MS030 - Mini Symposium: methodological aspects of machine learning for PDE ASPECTS OF MACHINE LEARNING FOR PDE

Organized by: B. Després (Sorbonne University, France) and E. Franck (INRIA, France)
Keywords: machine learning, Multiphysics problems, Numerical approaches, scientific machine learning
This mini-symposium is dedicated to methodological and theoretical aspects of hybrid approaches combining Machine Learning techniques with traditional numerical methods or modeling for the resolution of partial differential equations (PDEs). Recent years have seen the emergence of models that intertwine data-driven components—neural networks, kernel methods, or learned operators—with well-established discretization schemes (finite differences, finite elements, spectral methods, etc.), which offer new ways to accelerate simulations, increase accuracy and adaptivity of the solvers in complex regimes, and automate parameter selection. They also open up promising avenues for tackling high-dimensional problems, multiscale dynamics, model uncertainties or inverse problems. However, their integration raises important theoretical questions regarding stability, convergence, expressivity, and generalization.
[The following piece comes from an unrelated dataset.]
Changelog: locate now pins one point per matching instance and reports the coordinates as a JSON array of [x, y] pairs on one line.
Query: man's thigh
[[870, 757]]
We invite contributions that shed light on: - the proposal of novel, efficient, and principled hybridization strategies combining machine learning and traditional PDE solvers; - the mathematical foundations and analysis of hybrid ML–PDE methods; - theoretical properties of learned components when embedded in numerical schemes; - the impact of training dynamics and data sampling on the numerical solvers Our objective is to foster rigorous dialogue around the design principles and theoretical guarantees that underpin successful hybrid application of machine learning to PDEs.